On 10/20/06, Mike Klaas <[EMAIL PROTECTED]> wrote:
Index-time boosts can be set per-document or per-document-field. There is no facility for setting the boost of a part of text added to a field (as you suggest above) (which is really a shame, as such functionality would lend huge flexibility to index-time boosing!).
I wonder what the index-size cost would be though... Anyway, there has been discussion of flexible indexing on the Lucene list in the past few months, with one application being boost-per-position.
You must do this for every document. (Be careful for multi-valued fields--you should only set the boost for _one_ value input to the field).
Good point... I believe they are all multiplied together in Lucene.
There are a few optimizations in solr that only trigger when boosts are one, but I'm not sure exactly what those are.
There were optimizations that hoisted mandatory boolean clauses with a zero boost into a cached filter (I got that optimization from Doug/Nutch). That optimization is no longer in the normal code paths that return DocSets/DocLists, and it probably doesn't matter given that one can now explicitly specify filter queries themselves via fq params. Is fq documented anywhere??? It's very useful for speeding up complex queries since they are cached independently from the main query.

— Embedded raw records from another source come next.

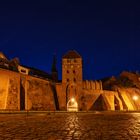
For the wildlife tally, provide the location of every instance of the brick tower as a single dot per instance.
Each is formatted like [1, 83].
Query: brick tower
[72, 68]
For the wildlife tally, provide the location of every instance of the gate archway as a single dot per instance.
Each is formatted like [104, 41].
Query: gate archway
[72, 105]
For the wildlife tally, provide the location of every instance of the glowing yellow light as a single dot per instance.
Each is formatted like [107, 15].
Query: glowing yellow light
[72, 99]
[135, 98]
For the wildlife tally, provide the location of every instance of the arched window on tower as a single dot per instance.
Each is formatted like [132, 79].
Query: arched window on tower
[67, 71]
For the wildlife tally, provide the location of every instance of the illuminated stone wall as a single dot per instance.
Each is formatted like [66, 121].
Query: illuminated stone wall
[38, 94]
[9, 90]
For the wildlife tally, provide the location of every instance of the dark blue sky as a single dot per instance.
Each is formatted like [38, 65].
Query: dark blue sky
[105, 33]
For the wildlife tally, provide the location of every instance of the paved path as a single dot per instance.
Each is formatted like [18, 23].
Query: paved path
[70, 126]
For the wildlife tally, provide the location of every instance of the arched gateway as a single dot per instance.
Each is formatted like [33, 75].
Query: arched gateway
[72, 105]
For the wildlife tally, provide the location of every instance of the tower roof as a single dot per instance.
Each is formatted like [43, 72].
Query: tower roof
[72, 54]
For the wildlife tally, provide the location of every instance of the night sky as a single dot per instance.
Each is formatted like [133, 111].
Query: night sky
[105, 33]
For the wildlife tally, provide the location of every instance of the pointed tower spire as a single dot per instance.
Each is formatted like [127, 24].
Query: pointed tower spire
[54, 69]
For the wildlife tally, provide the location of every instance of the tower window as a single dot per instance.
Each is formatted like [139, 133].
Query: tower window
[71, 66]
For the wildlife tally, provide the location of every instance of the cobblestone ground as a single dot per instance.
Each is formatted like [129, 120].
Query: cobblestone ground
[70, 126]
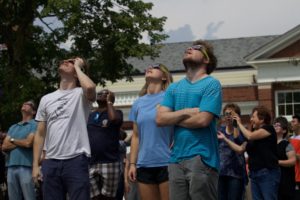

Just yesterday I sped up some queries from an average latency of .550 seconds to .004 seconds by pulling out some mandatory clauses that matched the majority of documents in the index into a fq.
Finally, it can be much faster to search a single field rather than multiple fields. One hacky way of achieving this is to make a field which receives a single copy of contents and eight copies of title. This is imperfect, as it messes up length normalization and summarizing.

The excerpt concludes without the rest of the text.